On 21 Nov 2016, at 3:18, Matus UHLAR - fantomas wrote:

On 20.11.16 19:46, Alex wrote:
Am I reading this rule wrong, or does the presence of a .info domain
enough to warrant a 2.8 score?

* 2.1 URI_NO_WWW_INFO_CGI URI: CGI in .info TLD other than third-level "www"

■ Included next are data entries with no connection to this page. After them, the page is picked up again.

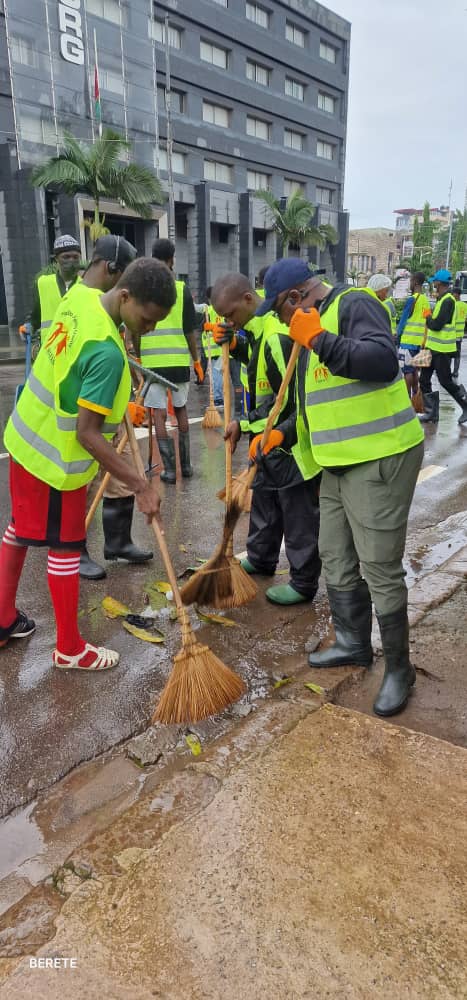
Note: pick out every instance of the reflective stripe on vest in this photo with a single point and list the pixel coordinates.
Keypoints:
(443, 341)
(415, 327)
(207, 337)
(166, 346)
(351, 421)
(40, 434)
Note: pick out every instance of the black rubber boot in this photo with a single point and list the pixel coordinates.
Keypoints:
(431, 404)
(351, 616)
(399, 675)
(117, 515)
(88, 569)
(167, 450)
(184, 450)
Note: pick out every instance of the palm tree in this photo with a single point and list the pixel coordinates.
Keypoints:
(96, 170)
(294, 223)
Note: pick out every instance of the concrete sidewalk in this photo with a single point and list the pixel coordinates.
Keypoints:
(317, 854)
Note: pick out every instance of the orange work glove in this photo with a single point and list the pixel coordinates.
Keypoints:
(275, 440)
(305, 325)
(199, 370)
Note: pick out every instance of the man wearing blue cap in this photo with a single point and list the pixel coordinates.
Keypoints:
(441, 341)
(353, 406)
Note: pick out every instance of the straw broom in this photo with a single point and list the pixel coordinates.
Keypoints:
(222, 582)
(200, 683)
(212, 419)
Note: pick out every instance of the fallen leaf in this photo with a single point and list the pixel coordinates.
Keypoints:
(193, 743)
(142, 633)
(113, 608)
(283, 680)
(215, 619)
(314, 687)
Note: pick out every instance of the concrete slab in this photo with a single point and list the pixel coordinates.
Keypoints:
(330, 863)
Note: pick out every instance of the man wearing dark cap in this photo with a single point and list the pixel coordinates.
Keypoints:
(51, 287)
(354, 409)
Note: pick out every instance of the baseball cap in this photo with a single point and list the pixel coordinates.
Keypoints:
(445, 277)
(115, 249)
(282, 275)
(63, 243)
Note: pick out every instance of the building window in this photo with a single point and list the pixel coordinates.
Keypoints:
(257, 181)
(257, 73)
(111, 81)
(220, 172)
(326, 102)
(177, 99)
(157, 32)
(178, 162)
(291, 187)
(109, 10)
(258, 128)
(213, 54)
(216, 115)
(23, 51)
(327, 52)
(294, 34)
(324, 150)
(324, 196)
(257, 14)
(293, 140)
(294, 89)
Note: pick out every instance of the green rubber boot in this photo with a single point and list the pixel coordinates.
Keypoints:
(285, 594)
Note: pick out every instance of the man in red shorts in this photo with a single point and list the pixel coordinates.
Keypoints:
(57, 435)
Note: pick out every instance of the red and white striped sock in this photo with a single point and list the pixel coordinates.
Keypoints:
(12, 556)
(63, 578)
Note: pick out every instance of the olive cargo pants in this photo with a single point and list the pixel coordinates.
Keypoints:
(364, 513)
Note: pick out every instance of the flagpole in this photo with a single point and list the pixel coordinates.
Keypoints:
(97, 96)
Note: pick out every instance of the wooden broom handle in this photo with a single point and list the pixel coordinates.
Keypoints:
(227, 409)
(160, 537)
(275, 411)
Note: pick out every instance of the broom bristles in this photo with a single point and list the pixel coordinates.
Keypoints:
(200, 685)
(212, 418)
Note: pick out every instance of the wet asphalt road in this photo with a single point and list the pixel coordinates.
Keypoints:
(50, 722)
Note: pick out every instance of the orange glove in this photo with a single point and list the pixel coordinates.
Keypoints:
(199, 371)
(275, 440)
(305, 325)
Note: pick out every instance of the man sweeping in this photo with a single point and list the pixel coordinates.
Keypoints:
(59, 432)
(285, 490)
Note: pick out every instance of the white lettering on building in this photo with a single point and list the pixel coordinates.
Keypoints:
(71, 32)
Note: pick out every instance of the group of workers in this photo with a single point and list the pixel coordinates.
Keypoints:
(334, 482)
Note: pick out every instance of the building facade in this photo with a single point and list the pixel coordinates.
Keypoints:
(258, 100)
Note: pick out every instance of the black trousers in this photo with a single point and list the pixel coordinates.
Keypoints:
(441, 364)
(292, 514)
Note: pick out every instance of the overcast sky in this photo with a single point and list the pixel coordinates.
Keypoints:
(407, 123)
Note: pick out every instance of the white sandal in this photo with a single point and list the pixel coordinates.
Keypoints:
(104, 659)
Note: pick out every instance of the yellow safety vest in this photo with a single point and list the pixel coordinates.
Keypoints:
(351, 421)
(40, 434)
(460, 318)
(207, 337)
(443, 341)
(166, 346)
(415, 327)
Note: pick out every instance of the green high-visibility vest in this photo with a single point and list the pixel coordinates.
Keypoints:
(460, 318)
(415, 327)
(166, 346)
(40, 434)
(351, 421)
(443, 341)
(301, 450)
(207, 337)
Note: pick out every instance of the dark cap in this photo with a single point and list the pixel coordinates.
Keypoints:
(116, 249)
(284, 274)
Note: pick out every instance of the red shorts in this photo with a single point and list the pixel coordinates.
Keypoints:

<https://clientservices.ogletreedeakins.info/rs/vm.ashx?ct=3D24F76A1AD5E20A=
EDC1D180ACD125901ADFBE7BB3D38714D4CF371647BF8D90DDD78032>*

uri URI_NO_WWW_INFO_CGI
/^(?:https?:\/\/)?[^\/]+(?<!\/www)\.[^.]{7,}\.info\/(?=\S{15,})\S*\?/i

This particular email was scored at 5.30, and wouldn't have hit if it
didn't also hit SORBS, but such a score seemed quite high for just the
presence of a type of TLD.

it's not based only on .info tld:

1. TLD .info
2. no 'www'
3. third level domain
4. at least 6 characters 2nd-level domain

That's a 7 not a 6 :)

The RE says a bit more, and is maybe clearer using words:

http[s]://<hostname: not 'www'>.<domainname: 7 or more non-dots>.info/<15 or more non-whitespace characters including a literal ?>

Note that the trailing '\?' in the RE means a literal '?' indicating that the URI has a CGI-style query string. That makes this a very specific URI pattern. There's nothing "wrong" with such a URI except for the fact that objectively the frequency of that uncommon pattern is much higher in spam than non-spam.

I *suspect* that the pattern could be tightened a bit to reduce false positives without missing the spam that hits this rule, but I don't have any data to support that.